Release Date: October 3, 2012
- Kokoro no Fumen
- Flying Get
- Utau Ketsueki ~Utsui Ken no Kaatsu Training no Theme~
- Everyday, Kachuusha
- Tamashi no Idou ~Gugutasu-Min no Theme~
- Ponytail to Shushu
- Heavy Rotation
- Sakura Ki ni Narou
- W.A. Mozart Piano Sonata NO. 18 K.576
Matsui Sakiko is a member of the popular Japanese idol group AKB48. She also happens to be a technically sound pianist who is studying at the Tokyo Music College. Not surprisingly, she is majoring in piano performance.
Many who are familiar with AKB48 may have seen her once or twice performing piano intros for some of their songs at their stadium shows or maybe you’ve seen her on variety shows showing off her classical chops.
Obviously a piano instrumental album is not exactly what one would expect from an idol, especially one who is still fully active in their group. Most do this kind of thing after they leave or retire from the idol ranks to get away from their former image.
In this case that isn’t so. Instead there is a huge risk being taken by the performer and her label. I don’t mean to generalize but perhaps this type of album on paper does not appeal to the stereotypical AKB48 fanbase?
Lets do an exercise. When it comes to instrumental piano who immediately comes to mind?
You definitely don’t think of a fine ass 20 year old Japanese idol right away do you? Admit it. You screamed “YANNI!” first right?
And lets get this out of the way because otherwise this comparison will hang like storm clouds over a picnic. Matching up the other fine ass 20 year old idol Mano Erina against Matsui Sakiko is unfair. Why? Because Mano hasn’t been given the chance to do anything like this.
Perhaps when she graduates from the confines of Hello! Project we’ll maybe see what she’s capable of on the piano. May I suggest the following title when that happens?
“Mano Piano 2: I’ll try not to cry while covering H!P’s greatest hits.”
With that out of the way it’s time to get back on topic.
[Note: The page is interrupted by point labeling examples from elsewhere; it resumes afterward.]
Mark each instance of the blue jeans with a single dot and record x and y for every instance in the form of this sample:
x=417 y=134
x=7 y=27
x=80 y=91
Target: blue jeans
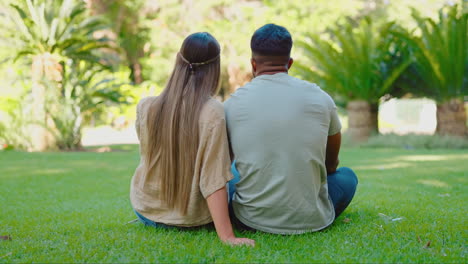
x=148 y=222
x=341 y=187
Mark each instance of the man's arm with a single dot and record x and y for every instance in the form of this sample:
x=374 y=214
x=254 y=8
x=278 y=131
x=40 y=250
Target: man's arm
x=333 y=149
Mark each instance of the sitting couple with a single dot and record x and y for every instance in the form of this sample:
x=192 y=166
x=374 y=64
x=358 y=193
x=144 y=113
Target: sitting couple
x=283 y=133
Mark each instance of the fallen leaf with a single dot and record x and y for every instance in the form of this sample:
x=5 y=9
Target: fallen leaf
x=428 y=244
x=8 y=237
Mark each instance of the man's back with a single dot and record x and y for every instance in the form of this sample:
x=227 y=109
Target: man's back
x=278 y=127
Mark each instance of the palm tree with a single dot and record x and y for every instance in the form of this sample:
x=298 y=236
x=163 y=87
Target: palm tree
x=440 y=51
x=48 y=33
x=358 y=63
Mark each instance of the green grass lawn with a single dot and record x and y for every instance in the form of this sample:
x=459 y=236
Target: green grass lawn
x=73 y=207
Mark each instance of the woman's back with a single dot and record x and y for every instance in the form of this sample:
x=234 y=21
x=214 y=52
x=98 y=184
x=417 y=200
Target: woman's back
x=211 y=170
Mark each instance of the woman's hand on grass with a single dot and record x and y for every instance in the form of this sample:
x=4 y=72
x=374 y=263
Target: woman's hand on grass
x=218 y=206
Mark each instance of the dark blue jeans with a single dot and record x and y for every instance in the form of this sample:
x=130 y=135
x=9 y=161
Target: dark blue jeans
x=341 y=187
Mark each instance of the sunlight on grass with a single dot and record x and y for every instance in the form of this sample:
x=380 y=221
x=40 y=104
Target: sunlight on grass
x=73 y=207
x=384 y=166
x=433 y=157
x=435 y=183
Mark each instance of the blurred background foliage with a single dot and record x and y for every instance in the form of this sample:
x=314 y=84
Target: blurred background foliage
x=67 y=64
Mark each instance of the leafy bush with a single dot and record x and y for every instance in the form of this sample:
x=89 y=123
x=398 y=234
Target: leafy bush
x=13 y=122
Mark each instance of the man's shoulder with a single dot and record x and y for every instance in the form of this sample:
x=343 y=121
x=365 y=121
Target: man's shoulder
x=212 y=110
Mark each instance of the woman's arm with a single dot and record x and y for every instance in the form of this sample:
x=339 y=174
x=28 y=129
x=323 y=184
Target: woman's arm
x=217 y=204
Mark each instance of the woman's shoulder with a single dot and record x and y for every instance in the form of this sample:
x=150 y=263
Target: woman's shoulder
x=212 y=111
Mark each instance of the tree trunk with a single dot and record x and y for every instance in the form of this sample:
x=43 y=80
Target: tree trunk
x=362 y=119
x=136 y=72
x=451 y=118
While this isn’t typical idol fare it’s something that those of you who might need a break from the bombardment of the same old same old should look into. You know, recharge those ears. There are a lot of covers of many of the popular AKB48 standards so it’s not like Matsui is abandoning ship here. She’s just putting a new twist on the familiar.
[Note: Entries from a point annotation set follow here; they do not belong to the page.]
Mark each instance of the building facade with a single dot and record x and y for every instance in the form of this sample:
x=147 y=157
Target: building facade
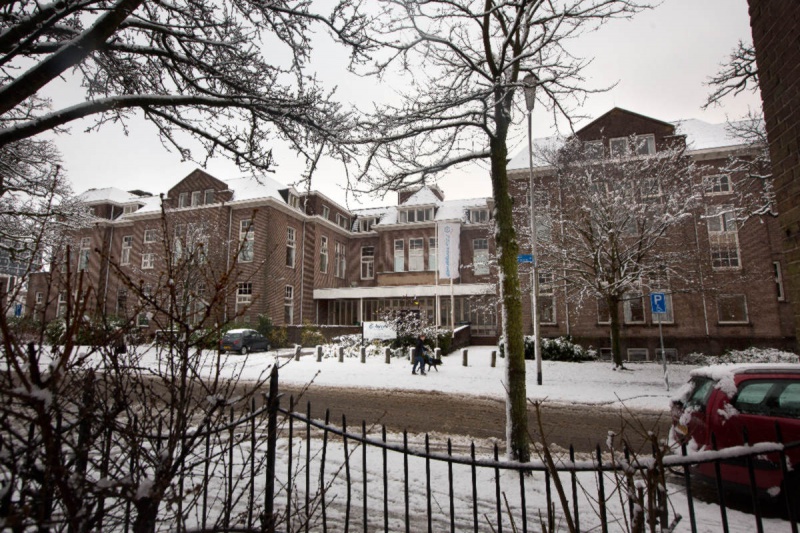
x=233 y=250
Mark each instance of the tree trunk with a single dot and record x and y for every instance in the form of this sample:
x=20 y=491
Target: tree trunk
x=518 y=444
x=616 y=352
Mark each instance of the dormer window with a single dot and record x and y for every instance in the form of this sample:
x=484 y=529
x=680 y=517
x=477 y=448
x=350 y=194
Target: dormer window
x=365 y=224
x=422 y=214
x=478 y=216
x=642 y=145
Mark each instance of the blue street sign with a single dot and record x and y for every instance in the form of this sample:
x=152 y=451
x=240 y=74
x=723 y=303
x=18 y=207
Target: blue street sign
x=658 y=302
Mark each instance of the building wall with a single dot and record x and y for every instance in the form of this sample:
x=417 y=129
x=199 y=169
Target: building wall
x=776 y=34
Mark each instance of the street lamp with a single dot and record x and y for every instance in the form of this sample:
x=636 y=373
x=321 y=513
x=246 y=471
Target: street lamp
x=531 y=81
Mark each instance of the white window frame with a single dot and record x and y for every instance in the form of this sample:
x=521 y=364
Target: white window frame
x=368 y=262
x=547 y=292
x=723 y=238
x=399 y=255
x=83 y=254
x=416 y=254
x=244 y=294
x=291 y=247
x=340 y=259
x=723 y=320
x=288 y=305
x=323 y=255
x=776 y=266
x=480 y=257
x=125 y=253
x=247 y=236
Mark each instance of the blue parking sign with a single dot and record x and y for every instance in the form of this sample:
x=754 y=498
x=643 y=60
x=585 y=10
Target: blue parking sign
x=658 y=302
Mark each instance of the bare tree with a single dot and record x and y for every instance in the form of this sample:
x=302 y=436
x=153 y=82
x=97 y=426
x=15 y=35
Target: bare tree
x=194 y=69
x=617 y=224
x=463 y=64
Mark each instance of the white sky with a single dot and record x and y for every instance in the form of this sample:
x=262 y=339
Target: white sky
x=660 y=61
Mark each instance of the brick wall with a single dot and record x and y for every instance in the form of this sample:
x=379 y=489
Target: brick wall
x=776 y=36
And that is what I like about this solo effort. There’s a little bit of flavor added to songs that have been put through the wringer. The best examples are the complete transformations of Flying Get and Heavy Rotation.
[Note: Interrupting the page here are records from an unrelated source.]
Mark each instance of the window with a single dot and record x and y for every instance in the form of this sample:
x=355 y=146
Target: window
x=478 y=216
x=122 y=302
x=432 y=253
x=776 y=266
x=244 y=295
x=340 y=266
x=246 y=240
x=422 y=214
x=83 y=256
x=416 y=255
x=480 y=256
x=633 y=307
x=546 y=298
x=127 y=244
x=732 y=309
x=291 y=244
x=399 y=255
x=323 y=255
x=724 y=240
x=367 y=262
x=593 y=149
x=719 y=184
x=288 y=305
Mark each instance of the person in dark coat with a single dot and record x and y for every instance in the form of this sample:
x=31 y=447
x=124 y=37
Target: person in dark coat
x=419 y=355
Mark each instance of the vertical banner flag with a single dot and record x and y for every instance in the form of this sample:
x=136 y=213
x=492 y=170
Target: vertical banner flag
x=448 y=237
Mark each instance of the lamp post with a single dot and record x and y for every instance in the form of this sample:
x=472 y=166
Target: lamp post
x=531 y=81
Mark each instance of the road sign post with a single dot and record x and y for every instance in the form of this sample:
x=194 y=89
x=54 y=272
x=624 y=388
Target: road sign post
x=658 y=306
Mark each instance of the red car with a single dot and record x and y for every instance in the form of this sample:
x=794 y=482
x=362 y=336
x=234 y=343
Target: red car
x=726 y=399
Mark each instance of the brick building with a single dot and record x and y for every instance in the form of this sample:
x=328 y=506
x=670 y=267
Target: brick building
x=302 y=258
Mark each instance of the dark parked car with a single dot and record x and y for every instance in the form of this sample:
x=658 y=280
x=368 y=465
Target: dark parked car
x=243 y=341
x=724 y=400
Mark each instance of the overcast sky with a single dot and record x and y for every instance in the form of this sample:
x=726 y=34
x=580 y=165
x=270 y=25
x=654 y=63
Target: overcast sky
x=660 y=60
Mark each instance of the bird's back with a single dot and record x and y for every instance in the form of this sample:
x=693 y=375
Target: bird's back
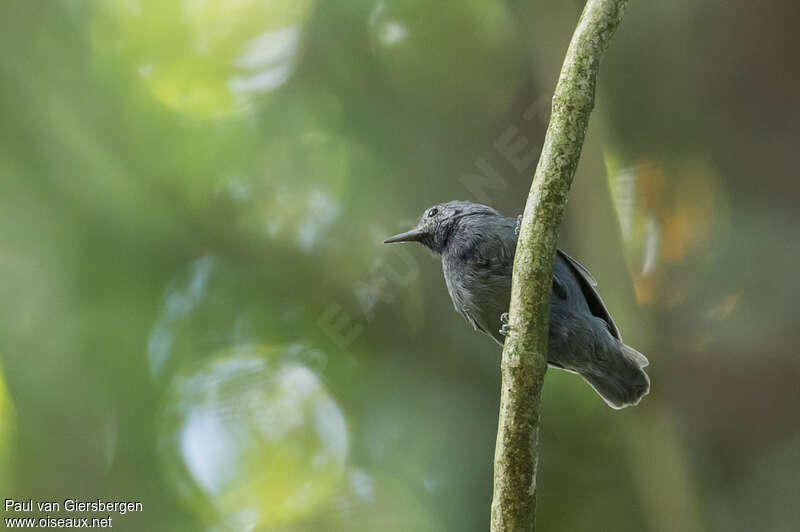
x=477 y=265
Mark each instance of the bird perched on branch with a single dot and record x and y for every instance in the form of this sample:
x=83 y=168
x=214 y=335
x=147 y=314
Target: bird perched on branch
x=477 y=246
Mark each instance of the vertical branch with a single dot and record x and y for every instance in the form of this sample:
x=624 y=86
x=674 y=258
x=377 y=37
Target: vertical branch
x=524 y=359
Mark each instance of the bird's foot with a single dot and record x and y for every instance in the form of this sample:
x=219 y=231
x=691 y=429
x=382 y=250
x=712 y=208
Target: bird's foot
x=505 y=327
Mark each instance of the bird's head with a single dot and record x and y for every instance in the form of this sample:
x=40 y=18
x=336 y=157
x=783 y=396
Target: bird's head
x=437 y=224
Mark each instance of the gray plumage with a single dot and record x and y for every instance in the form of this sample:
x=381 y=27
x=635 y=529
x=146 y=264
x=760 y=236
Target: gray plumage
x=477 y=246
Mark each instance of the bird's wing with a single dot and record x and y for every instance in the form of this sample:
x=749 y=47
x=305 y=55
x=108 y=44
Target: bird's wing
x=588 y=283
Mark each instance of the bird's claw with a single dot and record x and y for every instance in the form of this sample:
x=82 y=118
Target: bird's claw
x=505 y=326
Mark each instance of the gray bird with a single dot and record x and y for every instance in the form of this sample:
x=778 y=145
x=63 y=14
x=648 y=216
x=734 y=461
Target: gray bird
x=477 y=246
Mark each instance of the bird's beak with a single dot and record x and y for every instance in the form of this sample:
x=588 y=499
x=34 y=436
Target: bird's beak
x=415 y=235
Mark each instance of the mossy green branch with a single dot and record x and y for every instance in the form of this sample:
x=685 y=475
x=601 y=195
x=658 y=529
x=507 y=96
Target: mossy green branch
x=524 y=359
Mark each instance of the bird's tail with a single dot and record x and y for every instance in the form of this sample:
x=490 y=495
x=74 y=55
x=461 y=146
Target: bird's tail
x=622 y=382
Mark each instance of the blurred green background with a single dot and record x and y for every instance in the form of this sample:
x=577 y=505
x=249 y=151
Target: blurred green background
x=197 y=312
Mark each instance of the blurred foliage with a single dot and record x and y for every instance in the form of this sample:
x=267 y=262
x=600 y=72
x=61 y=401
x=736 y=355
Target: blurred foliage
x=196 y=310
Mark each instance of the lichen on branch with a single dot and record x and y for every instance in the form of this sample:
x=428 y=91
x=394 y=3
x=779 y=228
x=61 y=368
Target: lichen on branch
x=524 y=360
Flying Get starts off sounding like something you would hear in the background in Desperado as Antonio Banderas arrives with his guitar case of guns preparing to whoop ass in a hail of bullets.
It then evolves into a fusion of Jazz lounge and Spanish guitar that would be appropriate for an afternoon coffee at some frou frou cafe. Or maybe something that can be used on Dancing With The Stars when the pros get busy on the results shows.
If you’re Filipino, this rendition of the song is sure to get all the old folks breaking their hips and backs trying to Cha-Cha & Lambada away on the dance floor.
Heavy Rotation on the other hand is slowed way down to a lazy, chilled out Reggae groove. A complete 180 from the frantic, fun filled joy that is the original.
I really hope there is a live version of this planned for AKB’s next big concerts. Wouldn’t it be great to see the group all dressed Rastafarian style, toked up higher than that dude who jumped from space and falling all over each other doing the choreography with the mics?
Perhaps that’s just me. Regardless, both songs are given treatments I would have never imagined possible.
There are also songs that are played straight note for note with little improvisation such as Beginner and Sakura Ki ni Narou. Obviously you don’t really screw with an already pretty arrangement for the latter song. The former is the more interesting since it isn’t exactly a track one would expect to be something to be translated to the piano.
But it works and you can feel the intensity levels rise as the song progresses, much like the original. The only thing I didn’t like was Matsui’s rather weak, “In your position. Set!”
The one song on this album that I think most people will skip is probably Tamashi no Idou because it simply isn’t mainstream friendly at all. But I found its tribal rhythm and dark overtones to be rather refreshing.
To me, it felt like something I would hear from the soundtrack of one of the Ghost In The Shell anime. That’s probably an acquired taste for most people, but if you’re down with that then you’ll probably enjoy this track a lot.
Overall I felt it was a pretty ballsy move by AKS to put out an album like this. Perhaps they feel they can get away with the odd curve ball while they’re at their height without too many repercussions? Whatever the reason I have to give them and Matsui some props for even doing this.
I don’t know how successful Kokyuu Suru Piano will be in the long run but if you’re open minded enough to give some left field idol related music a try you’re in for a real treat.